Alsoft releases DiskWarrior 4 for Intel Macs
updated 02:40 pm EST, Wed December 6, 2006
DiskWarrior 4 ships
Alsoft today released DiskWarrior 4, enhancing the software designed to maintain, repair, and recover Mac disks on both PowerPC and Intel-based Macs. DiskWarrior 4 runs natively on Intel-based Macs as a Universal Binary and repairs invalid file permissions. The update includes an additional suite of file and folder tests to discover problems early, and identifies corrupted Preference (.plist) files. Users cam recover more data from drives with hardware malfunctions using the latest revision of DiskWarrior, according to Alsoft, and the application can repair as well as rebuild FileVaults. DiskWarrior 4 provides full support for case-sensitive file names, repairs and rebuilds Attribute B-trees, and repairs Access Control Lists (ACLs). DiskWarrior 4 is available for $100 to new users and $50 for upgrading license holders. The software requires Mac OS X 10.3.9 or later.












Geez
12/06, 03:24pm reply
Tool long enough. Long enough for me to find out that Tech Tool does so much more.
l008com
Professional Poster
Joined: Jan 2000
TechTool
12/06, 04:17pm reply
TechTool may do more, but I don't trust it. They just seem to think today's Macs are like the old ones. Kind of like running Norton Utilities on your OS X box...scary!
Disk Warrior's scope may be limited, but what it does, it does very well. The only tool besides fsck/Disk Utility that I would trust to fix my Mac.
leamanc
Fresh-Faced Recruit
Joined: Oct 2003
unbelievable.
12/06, 04:24pm reply
I never thought I would live to see the day that Alsoft actually updates Disk Warrior. Wonders do happen.
Jeronimo2000
Fresh-Faced Recruit
Joined: Aug 2001
Been using DW for a while
12/06, 04:42pm reply
Glad they got an Intel/UB out, I'll have a lot more confidence than running v3. TT is only good for some hardware tests and optimizing, don't trust your file structures to anything but Disk Warrior. They'll be getting my 50 bucks straight away.
Z
zac4mac
Senior User
Joined: Oct 1999
better late than never
12/06, 06:35pm reply
Like it or not, DW is really the only tool that can reliably be trusted to repair damaged file trees and disk structures. In fact, I used DW 3 to fix a drive just two nights ago. TechTool is great when it comes to diagnosis, but is useless when it comes to actual repair. Ever since OS X 10.2, I have said every mac owner should own at least two pieces of utility software, DW and Prosoft Data Rescue. DW to repair, DR to reclaim from a blown drive.
csimon2
Junior Member
Joined: Aug 2000
TechTool?
12/06, 07:07pm reply
TechTool is a joke.
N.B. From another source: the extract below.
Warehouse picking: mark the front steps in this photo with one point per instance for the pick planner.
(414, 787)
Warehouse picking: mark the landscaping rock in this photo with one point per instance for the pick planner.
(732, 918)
Eye candy & useless features like optimization and an horrible interface that runs away with diagnosis and repair. I want my repair attempts to happen in a controlled manner. The TechTool interface is hardly what I would call controlled. When fsck fails, DiskWarrior is all that I will trust.
gskibum3
Fresh-Faced Recruit
Joined: Nov 2006
ready for Intel
12/06, 07:42pm reply
This was the last piece of software I was waiting for to be ready to switch to an Intel Mac. This is one of the few pieces of commercial software I actually use.
bhuot
Fresh-Faced Recruit
Joined: Nov 2003
all others are a joke
12/06, 09:48pm reply
diskwarrior does the few tasks it's designed to do WELL. marketing hype aside, the others (techtool, etc.) are, as others have stated, eye candy. seasoned pros will tell you...
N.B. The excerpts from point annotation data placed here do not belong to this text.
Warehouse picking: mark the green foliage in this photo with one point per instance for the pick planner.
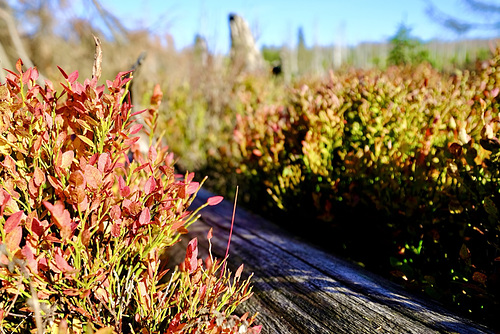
(403, 162)
(405, 49)
(84, 230)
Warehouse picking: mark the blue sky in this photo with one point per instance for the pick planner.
(276, 22)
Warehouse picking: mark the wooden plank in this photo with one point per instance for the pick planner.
(301, 289)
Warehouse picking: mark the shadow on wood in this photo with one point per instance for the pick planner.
(301, 289)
1. reboot holding shift key, reboot again (runs fsck, flushes caches, etc.), if that doesn't work... 2. reboot into single user mode and run applejack, if that doesn't work... 3. run diskwarrior, if that doesn't work... 4. wipe/reinstall/restore
don montalvo, nyc curmudgeon at large
poolmouse
Fresh-Faced Recruit
Joined: Mar 2004
Drive Genuis Anyone????
12/08, 01:16am reply
We have so many die hard fans but I used Drive Genius from Prosoft and It does an excellent job. also includes tha wonderful but forgotten Disk Degragmenter. I think this is the Norton Utilities of the Day (That is the Back in the early '90's Norton Utilities)
webraider
Forum Regular
Joined: Nov 2004
I trust the experts...
12/08, 02:35pm reply
And, like many of you, the experts that I know agree that DiskWarrior does what it does much better than TechTool. Also, Micromat has this really irritating tendency of trying to charge you for nearly every little incremental update, until enough users complain. (Witness 4.5.3.) I was getting pretty frustrated waiting for DiskWarrior to get Intel-ified, especially since Alsoft STILL has their ad in the magazines proudly claiming "DiskWarrior is now OS X native!" Geez, what a headsmacker. Anyway, I concur that this is well worth the money.